Antes de vir, tomei um banho longo, lavando com cuidado o machucado. Minha avó aplicou um remédio natural feito de ervas, dizendo ser para tirar dor e infecções. Calcei havaianas, shortinho e body branco. Já não queria mais andar sem maquiagem. Talvez por saber que estava sendo vigiada.

Foi muito rápido meu atendimento.
A enfermeira desinfetou, passou uma pomada e fez um curativo. Fui embora com uma receita em mãos e passei na farmácia pra comprar o spray antisséptico.

Voltei para casa com a ajuda do GPS. Não sabia andar de forma alguma aqui dentro ainda. O morro era um labirinto.

No caminho, enquanto escutava música, refleti sobre os últimos acontecimentos.

Tomei trauma de caipirinha.

Estava acabada, destruída, me sentindo um lixo. E ainda teria que trabalhar até às sete da noite.
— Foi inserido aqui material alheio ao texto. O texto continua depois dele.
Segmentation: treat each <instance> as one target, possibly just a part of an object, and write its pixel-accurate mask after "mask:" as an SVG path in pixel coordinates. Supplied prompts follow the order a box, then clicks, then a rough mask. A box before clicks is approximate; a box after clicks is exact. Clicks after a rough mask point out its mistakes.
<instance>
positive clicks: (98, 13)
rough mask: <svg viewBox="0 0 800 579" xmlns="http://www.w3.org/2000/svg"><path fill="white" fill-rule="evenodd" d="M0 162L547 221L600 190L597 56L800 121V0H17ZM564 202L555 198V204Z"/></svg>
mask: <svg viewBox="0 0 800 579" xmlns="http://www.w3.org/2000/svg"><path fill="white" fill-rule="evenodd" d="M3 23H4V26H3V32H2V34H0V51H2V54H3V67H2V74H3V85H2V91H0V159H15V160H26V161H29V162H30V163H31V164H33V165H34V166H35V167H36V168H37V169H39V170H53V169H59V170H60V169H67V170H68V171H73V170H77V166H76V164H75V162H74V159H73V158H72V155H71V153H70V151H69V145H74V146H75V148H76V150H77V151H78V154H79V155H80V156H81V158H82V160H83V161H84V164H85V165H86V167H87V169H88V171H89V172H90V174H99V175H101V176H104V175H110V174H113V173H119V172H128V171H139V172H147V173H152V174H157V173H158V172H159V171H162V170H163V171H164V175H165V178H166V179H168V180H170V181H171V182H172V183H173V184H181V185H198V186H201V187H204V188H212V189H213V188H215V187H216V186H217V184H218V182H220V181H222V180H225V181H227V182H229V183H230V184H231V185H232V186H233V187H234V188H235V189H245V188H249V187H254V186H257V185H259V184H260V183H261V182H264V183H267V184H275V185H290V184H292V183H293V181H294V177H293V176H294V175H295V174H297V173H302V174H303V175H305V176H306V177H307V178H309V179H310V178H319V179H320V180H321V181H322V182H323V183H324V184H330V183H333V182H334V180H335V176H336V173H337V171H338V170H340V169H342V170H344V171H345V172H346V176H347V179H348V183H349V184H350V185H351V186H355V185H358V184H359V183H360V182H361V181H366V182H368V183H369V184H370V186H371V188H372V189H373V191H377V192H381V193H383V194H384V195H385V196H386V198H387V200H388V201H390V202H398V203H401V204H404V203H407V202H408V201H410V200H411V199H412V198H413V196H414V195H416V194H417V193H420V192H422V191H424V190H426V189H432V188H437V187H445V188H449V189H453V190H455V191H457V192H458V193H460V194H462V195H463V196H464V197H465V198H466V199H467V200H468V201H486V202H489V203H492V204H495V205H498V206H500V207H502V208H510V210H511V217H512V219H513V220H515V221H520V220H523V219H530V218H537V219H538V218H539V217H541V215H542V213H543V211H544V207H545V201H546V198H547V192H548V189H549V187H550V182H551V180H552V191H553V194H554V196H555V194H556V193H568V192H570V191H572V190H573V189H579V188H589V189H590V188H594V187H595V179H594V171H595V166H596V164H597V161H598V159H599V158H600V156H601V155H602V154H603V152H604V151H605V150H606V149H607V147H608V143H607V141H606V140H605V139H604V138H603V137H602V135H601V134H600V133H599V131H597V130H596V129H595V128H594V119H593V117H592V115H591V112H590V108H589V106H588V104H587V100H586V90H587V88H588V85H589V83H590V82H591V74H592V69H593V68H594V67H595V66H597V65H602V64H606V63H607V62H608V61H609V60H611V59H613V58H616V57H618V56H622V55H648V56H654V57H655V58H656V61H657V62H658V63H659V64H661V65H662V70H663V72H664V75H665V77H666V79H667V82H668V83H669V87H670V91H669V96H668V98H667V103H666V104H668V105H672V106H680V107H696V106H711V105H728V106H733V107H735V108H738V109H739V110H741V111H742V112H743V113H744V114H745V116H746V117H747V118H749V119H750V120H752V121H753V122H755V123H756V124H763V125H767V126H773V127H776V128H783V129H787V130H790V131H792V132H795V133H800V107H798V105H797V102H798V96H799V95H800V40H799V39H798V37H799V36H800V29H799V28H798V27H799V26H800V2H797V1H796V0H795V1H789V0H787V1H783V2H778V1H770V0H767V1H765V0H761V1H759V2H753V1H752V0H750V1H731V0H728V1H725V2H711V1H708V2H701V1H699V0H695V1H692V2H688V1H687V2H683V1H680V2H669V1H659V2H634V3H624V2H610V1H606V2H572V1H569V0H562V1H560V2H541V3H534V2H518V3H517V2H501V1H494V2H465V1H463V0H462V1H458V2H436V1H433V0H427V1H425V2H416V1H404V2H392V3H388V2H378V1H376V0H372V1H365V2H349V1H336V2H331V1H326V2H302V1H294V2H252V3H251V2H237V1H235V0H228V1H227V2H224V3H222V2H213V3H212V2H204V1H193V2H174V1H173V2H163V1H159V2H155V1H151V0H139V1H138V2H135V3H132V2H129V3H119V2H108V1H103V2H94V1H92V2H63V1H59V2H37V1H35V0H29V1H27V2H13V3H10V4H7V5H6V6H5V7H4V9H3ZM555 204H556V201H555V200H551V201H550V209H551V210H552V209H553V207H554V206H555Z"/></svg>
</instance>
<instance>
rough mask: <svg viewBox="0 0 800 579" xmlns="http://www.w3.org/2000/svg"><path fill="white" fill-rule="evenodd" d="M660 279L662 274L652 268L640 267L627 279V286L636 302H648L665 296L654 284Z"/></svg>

Graças a Deus, meu pai tinha feito reposição e limpado o chão. Só precisei ficar sentada mexendo no celular, lendo as mensagens das minhas amigas no grupo " Maldita Eva". Contei só as partes boas daqui: como era maneiro, como fiz novas amizades e estava amando tudo. Também marquei com a Fabi de irmos à praia amanhã.

Descendo as mensagens não lidas — tomando bastante água para me hidratar e parar de tremer feito um bambu ao vento— , cheguei à última.

Regurgitei a água.

Ela foi enviada ás cinco e meia da manhã.  Eu nem tinha visto.

21 98835353535: " Pessoal da UPA vai estar avisado quando tu chegar lá. Da um salve pra eu saber que ta td bem contigo. Tô preocupado com esse pé. Aron "

Não acredito que o Ninja passou meu número. Fabi disse que ele pediu ontem.

Isso significava que Fabi tinha razão?

Já ia apagando a tela quando o aparelho vibrou de novo, me fazendo perceber que estive paralisada. Me toquei de que a conversa dele estava aberta. Uma nova mensagem apareceu sob a anterior.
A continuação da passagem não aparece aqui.